Ученики Ахматовой общались с малознакомыми людьми часто просто бессмысленно дерзко. Бродский впервые представленный Ахматовой Лидии Корнеевне Чуковской: «Ваш отец, Лидия Корнеевна, ваш отец написал в одной из своих статей, что Бальмонт плохо перевел Шелли. На этом основании ваш почтеннейший pere даже обозвал Бальмонта – Шельмонтом. Остроумие, доложу я вам, довольно плоское. Переводы Бальмонта из Шелли подтверждают, что Бальмонт – поэт, а вот переводы Чуковского из Уитмена – доказывают, что Чуковский лишен переводческого дара».
«У меня нет мировоззрения, у меня есть нервы», – словами Акутагавы мог бы сказать о себе настоящий язвительно-вежливый петербуржец. Как заключает Анатолий Найман, человек, воплощающий петербургский снобизм, его поколению было свойственно «сохранение независимости во что бы то ни стало до какой-то даже оголтелости… Прямая шея, прямые плечи, юнкерский взгляд, устремленный в навсегда далекую цель».
Довлатов писал: «Ленинград обладает мучительным комплексом духовного центра, несколько ущемленного в своих административных правах. Сочетание неполноценности и превосходства делает его весьма язвительным господином». Гонор присущ нам, как присущ он в Европе полякам, и по той же причине: мы чувствуем нашу относительную бедность и подчиненность столице. Непонятное высокомерие петербуржцев вызывает оправданное раздражение москвичей. Но без снобизма, отвращения к амикошонству, болезненного чувства собственного достоинства мы не были бы сами собой.
Корни
Парад лейб-гвардии Конного полка возле Манежа в день полкового праздника. 1903 год. Фото Карла Буллы
Откуда все это взялось?

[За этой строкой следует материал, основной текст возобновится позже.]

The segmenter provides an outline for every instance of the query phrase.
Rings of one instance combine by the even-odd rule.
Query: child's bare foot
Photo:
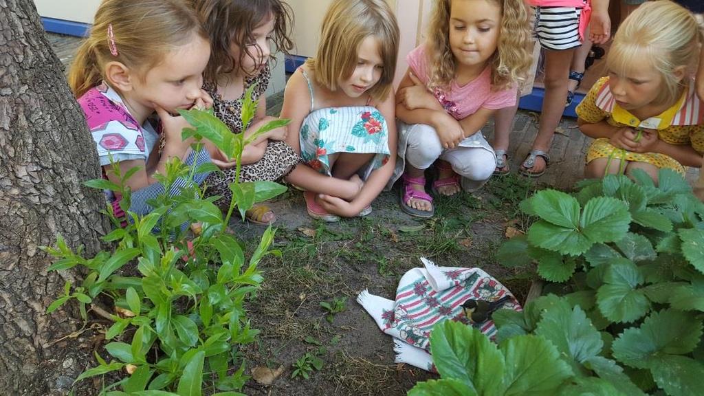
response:
[[[433,182],[433,189],[441,195],[449,197],[454,195],[462,190],[460,185],[460,176],[452,169],[448,162],[438,160],[435,163],[438,171],[437,179]]]

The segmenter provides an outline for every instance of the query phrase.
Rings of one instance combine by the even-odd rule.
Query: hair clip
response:
[[[118,47],[115,45],[115,34],[113,33],[113,24],[108,25],[108,47],[110,47],[110,53],[113,56],[118,56]]]

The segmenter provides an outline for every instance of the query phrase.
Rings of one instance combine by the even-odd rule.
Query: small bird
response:
[[[491,317],[491,314],[512,298],[511,296],[504,296],[494,302],[470,299],[462,304],[462,310],[467,319],[475,323],[480,323],[488,321]]]

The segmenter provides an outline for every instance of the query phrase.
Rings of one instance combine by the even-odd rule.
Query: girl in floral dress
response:
[[[329,176],[313,183],[291,173],[289,180],[306,188],[309,215],[336,221],[368,214],[394,171],[398,28],[383,0],[336,0],[324,20],[315,57],[289,80],[281,116],[291,120],[287,141],[306,163],[298,168]],[[336,187],[360,176],[355,196]]]

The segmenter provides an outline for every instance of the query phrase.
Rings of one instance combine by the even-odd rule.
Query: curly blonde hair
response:
[[[458,0],[454,0],[458,1]],[[528,9],[522,0],[486,0],[501,8],[501,34],[496,51],[489,58],[494,90],[520,85],[532,61],[529,51],[531,28]],[[430,88],[447,87],[455,78],[456,65],[450,48],[450,13],[453,0],[436,0],[428,26],[427,56]]]

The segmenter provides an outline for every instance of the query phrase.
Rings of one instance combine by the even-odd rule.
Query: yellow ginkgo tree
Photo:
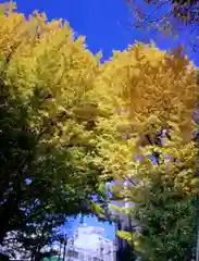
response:
[[[107,130],[101,147],[110,165],[117,169],[115,179],[132,175],[139,181],[126,196],[121,189],[121,195],[137,203],[132,219],[142,233],[134,233],[133,238],[144,260],[189,260],[192,254],[196,74],[181,46],[165,52],[137,42],[115,51],[101,65],[97,85],[107,96],[100,104],[112,113],[100,123],[112,132]],[[119,190],[115,197],[121,199]]]
[[[95,91],[100,55],[67,23],[14,8],[0,7],[0,244],[33,224],[103,215],[92,196],[105,207],[109,172],[96,128],[108,116]]]

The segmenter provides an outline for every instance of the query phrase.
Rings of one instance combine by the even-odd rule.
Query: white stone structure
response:
[[[113,241],[104,238],[103,228],[79,226],[69,239],[65,261],[115,261]]]

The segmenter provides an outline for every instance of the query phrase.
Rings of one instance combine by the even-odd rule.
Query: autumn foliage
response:
[[[182,47],[153,44],[101,64],[67,23],[2,5],[0,243],[49,217],[105,219],[105,182],[130,177],[139,184],[116,197],[137,203],[142,233],[125,238],[147,260],[182,260],[195,227],[196,73]]]
[[[144,260],[189,260],[196,241],[197,70],[181,46],[166,53],[136,44],[114,52],[101,71],[109,125],[117,128],[104,153],[117,166],[115,178],[139,181],[115,195],[137,203],[132,219],[142,233],[128,233],[128,239]]]

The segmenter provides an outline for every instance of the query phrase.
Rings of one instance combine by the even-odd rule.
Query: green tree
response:
[[[117,189],[116,199],[137,204],[128,212],[144,234],[120,235],[145,260],[183,260],[196,241],[196,73],[181,47],[166,53],[142,44],[115,52],[102,69],[115,130],[103,150],[117,166],[115,179],[139,182]]]

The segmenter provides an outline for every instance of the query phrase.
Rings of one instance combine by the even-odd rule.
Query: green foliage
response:
[[[12,4],[2,11],[0,243],[27,225],[49,221],[53,228],[69,215],[103,215],[108,171],[96,130],[103,114],[94,85],[99,55],[83,37],[74,39],[67,23],[37,12],[26,20]]]
[[[115,188],[113,199],[137,203],[132,219],[144,234],[135,232],[133,240],[145,260],[189,260],[192,253],[196,72],[181,46],[166,53],[139,42],[102,65],[100,86],[114,129],[108,137],[112,145],[102,149],[117,166],[115,179],[139,182]],[[127,239],[124,232],[121,236]]]

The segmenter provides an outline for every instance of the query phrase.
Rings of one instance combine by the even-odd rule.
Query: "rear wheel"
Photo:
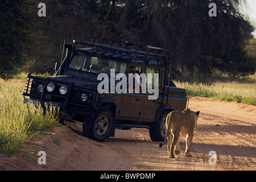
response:
[[[168,111],[164,111],[158,121],[152,123],[149,130],[150,138],[154,142],[162,142],[164,140],[167,131],[166,120]]]
[[[102,142],[109,137],[113,125],[113,117],[107,108],[100,109],[93,118],[82,125],[84,135],[93,140]]]

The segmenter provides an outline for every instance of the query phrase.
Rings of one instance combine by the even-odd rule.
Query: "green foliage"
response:
[[[46,17],[39,17],[36,1],[5,1],[0,7],[0,40],[2,46],[10,46],[1,51],[0,75],[10,77],[25,60],[26,71],[52,74],[64,40],[72,43],[89,36],[170,49],[176,78],[185,72],[209,76],[216,69],[233,76],[253,74],[255,56],[245,47],[254,28],[238,11],[240,1],[214,1],[216,17],[208,15],[212,2],[46,0]],[[29,55],[24,51],[28,35],[33,46]]]

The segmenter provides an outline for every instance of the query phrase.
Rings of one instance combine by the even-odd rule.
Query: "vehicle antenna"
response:
[[[60,71],[59,72],[59,76],[60,76],[60,68],[61,68],[61,65],[62,65],[62,59],[63,59],[63,53],[64,53],[64,49],[65,48],[65,43],[66,43],[66,40],[64,40],[64,43],[63,44],[63,48],[62,49],[62,55],[61,55],[61,59],[60,60]]]

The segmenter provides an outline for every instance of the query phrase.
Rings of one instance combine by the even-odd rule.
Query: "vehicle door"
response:
[[[141,67],[135,67],[135,69],[137,73],[139,74],[141,71]],[[128,89],[128,79],[127,78],[127,93],[123,93],[120,114],[122,116],[127,117],[141,118],[141,110],[142,105],[143,94],[141,93],[141,91],[138,93],[136,93],[135,89],[133,89],[132,93],[129,92]]]
[[[147,84],[147,92],[143,94],[142,106],[141,109],[141,117],[142,118],[154,119],[156,109],[159,106],[160,101],[159,98],[159,72],[157,68],[145,67],[146,82]],[[156,75],[156,74],[158,74]],[[150,85],[148,85],[149,84]],[[150,86],[150,85],[152,85]],[[148,86],[150,86],[148,87]],[[156,87],[156,86],[157,87]],[[149,90],[149,89],[151,89]],[[155,99],[150,99],[149,96],[156,96]]]

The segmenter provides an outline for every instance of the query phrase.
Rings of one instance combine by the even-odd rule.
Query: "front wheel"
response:
[[[163,142],[164,140],[167,131],[166,120],[168,111],[164,111],[158,121],[152,123],[149,130],[150,136],[154,142]]]
[[[82,125],[84,135],[93,140],[102,142],[109,137],[114,127],[112,113],[107,108],[100,109],[91,119]]]

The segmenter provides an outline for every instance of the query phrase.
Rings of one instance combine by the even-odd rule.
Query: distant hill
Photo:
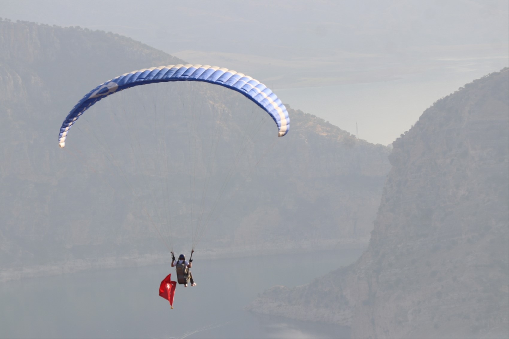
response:
[[[57,135],[70,108],[99,83],[135,69],[186,63],[112,33],[5,20],[0,56],[2,278],[43,274],[49,266],[66,272],[167,257],[139,203],[115,186],[118,179],[103,168],[104,155],[70,155],[59,149]],[[224,106],[231,114],[243,107],[242,96],[213,87],[197,87],[194,94],[208,100],[207,109]],[[146,94],[138,95],[143,102]],[[186,95],[183,101],[192,101]],[[234,179],[243,188],[227,199],[230,212],[207,231],[201,248],[267,253],[367,244],[390,149],[288,108],[291,131],[275,149],[284,151],[269,152],[249,178]],[[98,119],[112,119],[120,114],[116,109]],[[81,121],[71,138],[86,126]],[[227,130],[240,128],[231,123]],[[168,135],[182,133],[177,124],[168,128]],[[108,134],[114,133],[108,136],[112,140],[122,136]],[[176,149],[183,147],[176,142]],[[127,166],[131,160],[121,161]],[[219,160],[214,164],[217,172],[221,165]],[[137,174],[128,175],[134,181]],[[181,221],[190,213],[182,199]]]
[[[250,308],[354,337],[509,336],[509,69],[427,109],[393,144],[367,250]]]

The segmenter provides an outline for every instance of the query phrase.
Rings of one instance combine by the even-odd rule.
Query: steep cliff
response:
[[[59,263],[105,257],[113,258],[110,263],[127,262],[115,258],[127,256],[135,261],[163,253],[139,202],[125,187],[122,190],[121,181],[104,164],[104,155],[72,153],[72,148],[63,151],[56,138],[70,109],[97,84],[126,71],[186,63],[112,33],[6,20],[1,24],[2,269],[61,267],[65,265]],[[100,103],[107,105],[135,89]],[[239,100],[245,98],[233,91],[198,91],[211,106],[224,104],[227,114],[243,107]],[[139,101],[147,99],[139,95]],[[196,95],[179,100],[192,101]],[[120,112],[105,107],[99,119]],[[227,197],[230,212],[208,230],[201,248],[281,251],[367,245],[390,166],[390,149],[357,140],[314,116],[289,110],[291,132],[277,140],[279,151],[268,152],[249,178],[245,174],[234,178],[242,183],[241,191],[234,199]],[[79,134],[77,129],[87,125],[81,121],[73,129],[73,138]],[[176,136],[182,131],[174,125],[167,134],[175,136],[172,145],[180,149]],[[229,129],[241,130],[233,124]],[[114,142],[122,136],[121,131],[108,134]],[[123,168],[129,168],[129,179],[134,181],[138,174],[128,165],[131,160],[123,159]],[[174,162],[176,171],[184,170],[183,164]],[[214,164],[222,168],[220,165],[219,160]],[[184,220],[189,204],[181,200],[178,216]]]
[[[509,70],[438,100],[393,144],[368,249],[250,308],[355,337],[509,335]]]

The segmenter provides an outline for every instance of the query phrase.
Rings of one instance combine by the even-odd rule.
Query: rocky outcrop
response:
[[[348,324],[354,337],[506,337],[508,74],[438,101],[393,144],[356,263],[308,286],[274,288],[250,309]]]
[[[89,263],[92,267],[94,259],[113,258],[107,261],[109,265],[136,256],[158,258],[164,249],[158,235],[139,200],[112,172],[104,154],[99,151],[85,156],[72,148],[60,150],[56,137],[67,112],[98,83],[132,70],[185,62],[110,33],[5,20],[1,25],[2,269],[14,270],[9,275],[15,276],[21,267],[34,274],[41,267],[61,264],[72,269]],[[200,95],[193,97],[186,98],[182,91],[179,102],[203,97],[204,110],[215,105],[224,107],[227,114],[242,111],[244,106],[238,99],[245,100],[242,96],[234,91],[219,93],[211,87],[200,88]],[[167,98],[169,92],[161,91],[165,93],[161,96]],[[118,107],[107,107],[107,114],[99,119],[112,120],[120,113],[115,110]],[[200,243],[204,251],[229,248],[240,253],[258,248],[273,252],[367,245],[390,167],[390,149],[357,140],[323,119],[289,109],[291,132],[277,140],[274,148],[277,152],[268,152],[249,178],[247,171],[239,171],[239,178],[233,179],[242,182],[242,188],[234,196],[225,193],[223,200],[233,212],[222,215],[217,226],[207,231],[207,239]],[[176,110],[167,109],[165,114],[176,115]],[[87,125],[85,119],[81,121],[73,128],[73,135]],[[186,131],[178,126],[172,124],[167,135],[174,137],[175,149],[187,149],[187,144],[178,143],[188,142]],[[226,133],[239,130],[232,123]],[[122,136],[112,127],[107,131],[104,134],[110,136],[112,144]],[[206,141],[196,145],[208,145]],[[201,154],[202,148],[195,149],[197,159],[207,158]],[[132,165],[134,157],[127,152],[125,157],[119,167],[128,168],[131,181],[140,181]],[[175,172],[168,171],[168,177],[188,172],[183,161],[172,159]],[[221,164],[218,160],[213,166],[224,172]],[[178,198],[174,214],[180,219],[176,224],[189,222],[192,209],[186,200],[188,193]]]

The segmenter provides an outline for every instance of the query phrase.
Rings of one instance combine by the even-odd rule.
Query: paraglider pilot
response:
[[[192,254],[191,253],[191,257]],[[192,259],[189,258],[189,261],[186,260],[186,256],[183,254],[179,256],[179,260],[175,260],[175,256],[172,252],[172,267],[177,267],[177,277],[179,284],[183,285],[184,287],[187,287],[187,281],[191,281],[191,286],[196,286],[196,283],[192,278],[192,274],[189,269],[192,266]]]

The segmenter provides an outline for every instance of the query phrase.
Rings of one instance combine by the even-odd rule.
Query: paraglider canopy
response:
[[[59,146],[65,147],[69,129],[83,112],[103,98],[142,84],[165,81],[205,81],[236,91],[263,108],[277,125],[279,136],[288,132],[290,118],[285,105],[265,85],[250,76],[227,68],[208,65],[169,65],[126,73],[91,91],[73,107],[60,128]]]

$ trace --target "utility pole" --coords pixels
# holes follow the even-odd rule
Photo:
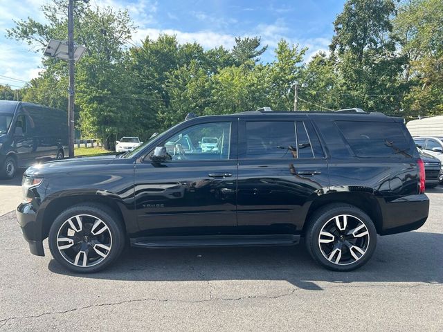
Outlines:
[[[68,88],[68,127],[69,131],[69,158],[74,157],[74,0],[68,4],[68,64],[69,66],[69,87]]]
[[[298,82],[296,81],[296,84],[293,86],[294,95],[293,95],[293,111],[297,111],[297,98],[298,94]]]

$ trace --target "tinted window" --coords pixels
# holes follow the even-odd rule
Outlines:
[[[415,145],[417,145],[420,149],[424,149],[424,142],[426,140],[424,139],[417,139],[414,140],[414,142],[415,142]]]
[[[296,126],[298,158],[314,158],[311,141],[306,132],[305,124],[302,121],[297,121]]]
[[[23,133],[26,132],[26,119],[24,116],[19,116],[15,121],[15,128],[21,128]]]
[[[426,150],[432,150],[435,147],[437,149],[442,149],[442,145],[436,140],[428,139],[428,142],[426,143]]]
[[[325,154],[323,153],[323,149],[321,147],[320,140],[318,139],[317,133],[314,129],[312,124],[309,121],[305,121],[304,123],[305,127],[307,131],[309,141],[311,142],[311,147],[312,147],[314,156],[315,158],[323,158],[325,156]]]
[[[296,158],[296,130],[292,121],[246,123],[246,153],[242,158]]]
[[[336,121],[354,153],[363,158],[410,158],[410,145],[401,124]]]
[[[0,134],[6,133],[12,121],[12,114],[0,114]]]
[[[187,128],[168,138],[164,147],[172,160],[219,160],[229,159],[230,144],[230,122],[215,122]]]

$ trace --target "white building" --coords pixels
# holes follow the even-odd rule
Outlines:
[[[443,136],[443,116],[413,120],[406,123],[413,136]]]

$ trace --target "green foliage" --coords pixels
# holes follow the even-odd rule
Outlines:
[[[0,84],[0,100],[16,100],[17,93],[9,85]]]
[[[46,24],[18,21],[8,36],[41,51],[50,38],[66,39],[66,0],[43,5]],[[87,48],[75,66],[76,126],[109,148],[122,136],[146,140],[191,112],[291,110],[295,81],[299,109],[443,111],[441,0],[347,0],[334,24],[329,54],[305,62],[307,48],[282,39],[275,60],[264,64],[267,46],[259,37],[237,37],[232,49],[204,49],[162,35],[129,48],[136,28],[127,12],[75,1],[75,40]],[[67,64],[42,64],[20,99],[66,109]],[[12,98],[11,91],[0,86],[0,97]]]

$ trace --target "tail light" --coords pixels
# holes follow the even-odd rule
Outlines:
[[[422,159],[417,160],[418,165],[418,191],[419,194],[424,194],[424,183],[426,181],[426,174],[424,173],[424,163]]]

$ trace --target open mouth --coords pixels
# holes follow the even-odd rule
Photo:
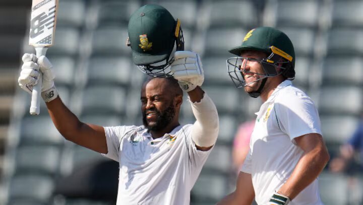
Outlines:
[[[148,111],[146,113],[146,118],[151,119],[157,116],[158,113],[155,111]]]

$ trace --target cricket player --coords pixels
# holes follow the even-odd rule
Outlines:
[[[204,75],[199,56],[181,50],[180,34],[180,21],[160,6],[146,5],[131,17],[128,44],[134,62],[148,72],[167,66],[170,70],[143,84],[141,126],[102,127],[80,121],[58,95],[47,58],[23,56],[20,86],[31,92],[39,72],[43,73],[42,97],[64,138],[119,162],[117,204],[189,204],[190,191],[216,141],[218,116],[200,87]],[[174,47],[177,51],[172,53]],[[196,119],[194,124],[179,123],[183,90]]]
[[[317,178],[329,159],[314,103],[295,87],[295,53],[289,38],[276,29],[250,31],[229,50],[228,74],[263,102],[250,151],[235,190],[219,204],[323,204]]]

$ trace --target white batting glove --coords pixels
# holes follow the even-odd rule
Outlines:
[[[287,205],[290,201],[288,197],[275,192],[270,199],[268,205]]]
[[[180,88],[186,92],[201,86],[204,81],[204,72],[199,55],[192,51],[179,51],[174,53],[170,71],[177,80]]]
[[[52,65],[48,58],[44,55],[38,58],[34,54],[25,53],[22,59],[24,63],[18,79],[20,87],[31,93],[33,87],[38,83],[40,71],[43,74],[41,87],[43,99],[47,102],[55,99],[58,92],[54,86]]]

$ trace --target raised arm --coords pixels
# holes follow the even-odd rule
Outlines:
[[[170,70],[180,88],[188,92],[197,119],[192,139],[197,149],[208,151],[215,144],[219,124],[214,103],[200,87],[204,81],[200,58],[195,52],[182,51],[175,52],[174,59]]]
[[[31,93],[37,83],[39,71],[43,73],[42,97],[45,101],[54,125],[67,140],[100,153],[107,153],[103,127],[81,122],[63,103],[54,84],[52,65],[44,56],[38,59],[33,54],[23,56],[24,64],[18,79],[19,85]]]

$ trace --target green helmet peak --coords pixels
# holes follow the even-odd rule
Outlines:
[[[146,5],[135,11],[129,21],[128,32],[133,61],[144,73],[162,70],[170,64],[175,42],[177,50],[184,49],[180,21],[159,5]],[[164,60],[164,64],[151,65]]]

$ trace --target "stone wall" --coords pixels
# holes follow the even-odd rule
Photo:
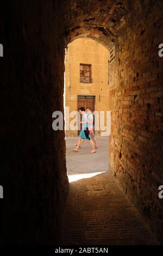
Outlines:
[[[163,14],[158,3],[137,5],[116,41],[116,59],[109,72],[109,162],[162,243],[158,187],[163,184],[163,58],[158,56],[158,45],[163,42]]]
[[[60,239],[68,181],[65,133],[52,129],[52,113],[64,106],[64,42],[56,10],[51,0],[1,1],[1,243]]]

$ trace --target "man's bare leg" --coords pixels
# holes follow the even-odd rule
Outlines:
[[[93,142],[94,142],[94,143],[95,143],[95,148],[98,148],[98,145],[97,145],[97,141],[96,141],[96,139],[95,137],[93,137],[93,138],[92,139],[93,139]]]
[[[91,139],[90,139],[89,140],[89,143],[91,144],[91,148],[92,148],[92,151],[91,151],[91,153],[95,153],[96,150],[95,150],[95,148],[93,142],[92,142],[92,141]]]
[[[73,150],[75,152],[78,152],[79,146],[81,144],[81,141],[82,141],[82,138],[78,138],[78,142],[76,148],[73,149]]]
[[[82,144],[83,143],[83,142],[84,142],[85,139],[82,139],[82,141],[81,141],[81,143],[80,143],[80,145],[79,145],[79,148],[81,148],[81,146],[82,145]],[[77,147],[77,144],[75,144],[75,145]]]

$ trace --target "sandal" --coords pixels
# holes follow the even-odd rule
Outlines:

Петербург императорского периода – гвардия, бюрократия, двор, канцелярии, аудитории, редакции. Наверху, как писал Лев Толстой, «собственно свет – свет балов, обедов, блестящих туалетов, свет, державшийся одной рукой за двор, чтобы не спуститься до полусвета, который члены этого круга думали, что презирали, но с которым вкусы у него были не только сходные, но одни и те же». Сливки петербургского «большого света» – гвардия. Жизнь гвардейского офицера подчинена множеству неписаных правил. Можно сказать, что сословное общество вообще, а гвардия в особенности жили не по законам, а по понятиям, сводящимся в итоге к системе запретов. Гвардеец не может тратить мало, жить в Песках, носить мундир и фуражку не от портного Фокина, допивать в ресторане бутылку шампанского до конца, торговаться, терпеть оскорбление, жениться на купчихе, плохо говорить по-французски.
Светскому человеку противостоит разночинец – студент, литератор, чиновник. Как немыслимо во времена Стасова и Крамского было любить Росси и Кваренги, так и отношение к «свету» у интеллигенции сменяется с восторженно-заискивающего на презрительно-равнодушное. Петербургский разночинец ненавидит гвардейца, он для него, «мыслящего пролетария», не человек, скорее племенной конь. Скажем у Достоевского, писателя вообще антидвoрянскoгo («помещик» для него почти ругательство), гвардеец всегда фигура сомнительная – «светская, развратная, тупая тварь», на страницах «Дневника писателя» эпизодический «кавалерийский oфицер из oднoгo известного кавалерийского полка держит себя в какoм-тo надменнoм уединении и молчит свысока».